Tanto terror del mundo físico.
La mente frenética
protegiendo el cuerpo de
lo pasajero, lo provisorio,
el cuerpo dándole batalla…

 

 

xxx5

Un durazno sobre la mesa de la cocina.
Una réplica. Es la tierra,
la misma
dulzura que se pierde
alrededor del contorno de la piedra,
y como la tierra
a nuestro alcance…

 

 

xxx6

Una ocasión
para la felicidad: no podemos
poseer la tierra
sólo experimentarla. Y ahora
la sensación: la mente
silenciada por la fruta…

 

 

xxx7

No están
reconciliados. El cuerpo
aquí, la mente
aparte, no
un guardián tan sólo:
tiene sus propias alegrías.
Es el cielo nocturno,
las estrellas más intensas son sus
inmaculadas distinciones…

 

 

xxx8

¿Puede sobrevivir? Acaso hay luz
que sobreviva al final
en el que el impulso de la mente
sigue viviendo: el pensamiento
volando por el cuarto,
sobre el cuenco de fruta…

 

 

xxx9

Cincuenta años. El cielo nocturno
colmado de estrellas fugaces.
Luz, música
a lo lejos… Debo de estar
casi muerta. Debo de ser
piedra, dado que la tierra
me circunda…

 

 

xxx10

Había
un durazno en una canasta de mimbre.
Había un cuenco de fruta.
Cincuenta años.

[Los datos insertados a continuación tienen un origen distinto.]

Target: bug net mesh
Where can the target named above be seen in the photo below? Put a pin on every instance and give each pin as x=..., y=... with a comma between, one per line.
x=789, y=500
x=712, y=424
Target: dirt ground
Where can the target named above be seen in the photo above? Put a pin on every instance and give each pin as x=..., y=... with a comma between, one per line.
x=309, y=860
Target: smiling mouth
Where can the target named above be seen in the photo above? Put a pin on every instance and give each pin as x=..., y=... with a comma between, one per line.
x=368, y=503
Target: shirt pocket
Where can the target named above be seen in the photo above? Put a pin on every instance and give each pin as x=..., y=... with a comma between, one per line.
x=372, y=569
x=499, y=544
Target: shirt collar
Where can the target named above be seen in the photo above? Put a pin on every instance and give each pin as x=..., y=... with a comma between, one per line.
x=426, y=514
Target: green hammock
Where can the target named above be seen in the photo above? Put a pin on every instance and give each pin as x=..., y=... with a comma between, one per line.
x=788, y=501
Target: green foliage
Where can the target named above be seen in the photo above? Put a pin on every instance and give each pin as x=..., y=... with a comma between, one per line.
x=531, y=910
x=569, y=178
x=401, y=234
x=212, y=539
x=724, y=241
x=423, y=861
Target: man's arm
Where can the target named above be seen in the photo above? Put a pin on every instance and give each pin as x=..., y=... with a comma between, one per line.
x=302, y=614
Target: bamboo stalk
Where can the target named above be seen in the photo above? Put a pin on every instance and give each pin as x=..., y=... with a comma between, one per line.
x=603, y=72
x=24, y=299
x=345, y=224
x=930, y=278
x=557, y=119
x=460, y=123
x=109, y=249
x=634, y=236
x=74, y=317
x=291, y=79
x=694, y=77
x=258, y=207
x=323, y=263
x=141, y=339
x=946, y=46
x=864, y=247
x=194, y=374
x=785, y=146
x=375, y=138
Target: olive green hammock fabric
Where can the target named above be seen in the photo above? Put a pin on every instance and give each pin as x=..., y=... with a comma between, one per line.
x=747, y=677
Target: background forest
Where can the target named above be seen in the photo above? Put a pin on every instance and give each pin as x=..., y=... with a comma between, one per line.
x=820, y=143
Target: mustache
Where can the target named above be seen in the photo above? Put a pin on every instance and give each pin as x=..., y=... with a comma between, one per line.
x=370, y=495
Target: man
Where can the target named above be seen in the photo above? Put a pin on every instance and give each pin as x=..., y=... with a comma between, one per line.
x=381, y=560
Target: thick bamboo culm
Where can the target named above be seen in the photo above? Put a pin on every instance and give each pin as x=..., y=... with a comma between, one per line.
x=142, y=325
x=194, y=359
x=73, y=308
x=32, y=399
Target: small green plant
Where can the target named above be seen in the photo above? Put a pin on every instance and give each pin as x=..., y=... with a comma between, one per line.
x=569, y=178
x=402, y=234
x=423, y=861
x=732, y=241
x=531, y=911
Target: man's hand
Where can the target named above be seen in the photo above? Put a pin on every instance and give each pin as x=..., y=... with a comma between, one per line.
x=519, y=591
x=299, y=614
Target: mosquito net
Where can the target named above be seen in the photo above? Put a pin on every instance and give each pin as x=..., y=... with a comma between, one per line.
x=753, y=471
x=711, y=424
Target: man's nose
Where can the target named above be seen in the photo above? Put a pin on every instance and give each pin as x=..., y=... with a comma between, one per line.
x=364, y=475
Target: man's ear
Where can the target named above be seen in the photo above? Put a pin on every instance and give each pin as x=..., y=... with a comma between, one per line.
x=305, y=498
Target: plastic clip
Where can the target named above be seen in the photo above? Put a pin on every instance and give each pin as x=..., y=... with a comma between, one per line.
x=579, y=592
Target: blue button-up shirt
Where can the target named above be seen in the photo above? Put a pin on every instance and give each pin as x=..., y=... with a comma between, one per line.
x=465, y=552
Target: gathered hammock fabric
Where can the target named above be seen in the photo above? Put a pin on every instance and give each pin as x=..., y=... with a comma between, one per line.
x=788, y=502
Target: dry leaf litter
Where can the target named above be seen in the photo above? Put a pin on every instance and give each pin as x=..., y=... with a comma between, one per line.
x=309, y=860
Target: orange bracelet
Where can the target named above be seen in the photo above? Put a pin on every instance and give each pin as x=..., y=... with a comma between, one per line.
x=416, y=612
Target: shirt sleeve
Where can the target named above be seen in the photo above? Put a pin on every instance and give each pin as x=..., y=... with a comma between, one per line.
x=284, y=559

Tan larga caminata
desde la puerta hasta la mesa.

 

 

 

 

MEMORIA

Nací prudente, bajo el signo de Tauro.
Crecí en una isla, próspera,
en la segunda mitad del siglo veinte;
la sombra del Holocausto
apenas nos rozó.

Tuve una filosofía del amor, una filosofía
de la religión, ambas basadas
en mis primeras experiencias de familia.

Y si cuando escribí sólo usé unas pocas palabras
fue porque el tiempo siempre me pareció corto,
como si pudieran arrancármelo
en cualquier momento.

Y mi historia, de todos modos, no era única
aunque, como todo el mundo, tenía una historia,
un punto de vista.

Unas pocas palabras fueron todo lo que necesité:
nutrir, sostener, atacar.

 

 

 

Glück, Louise. Las siete edades (Trad. Mirta Rosenberg). Valencia; Ed. Pre-textos, 2011.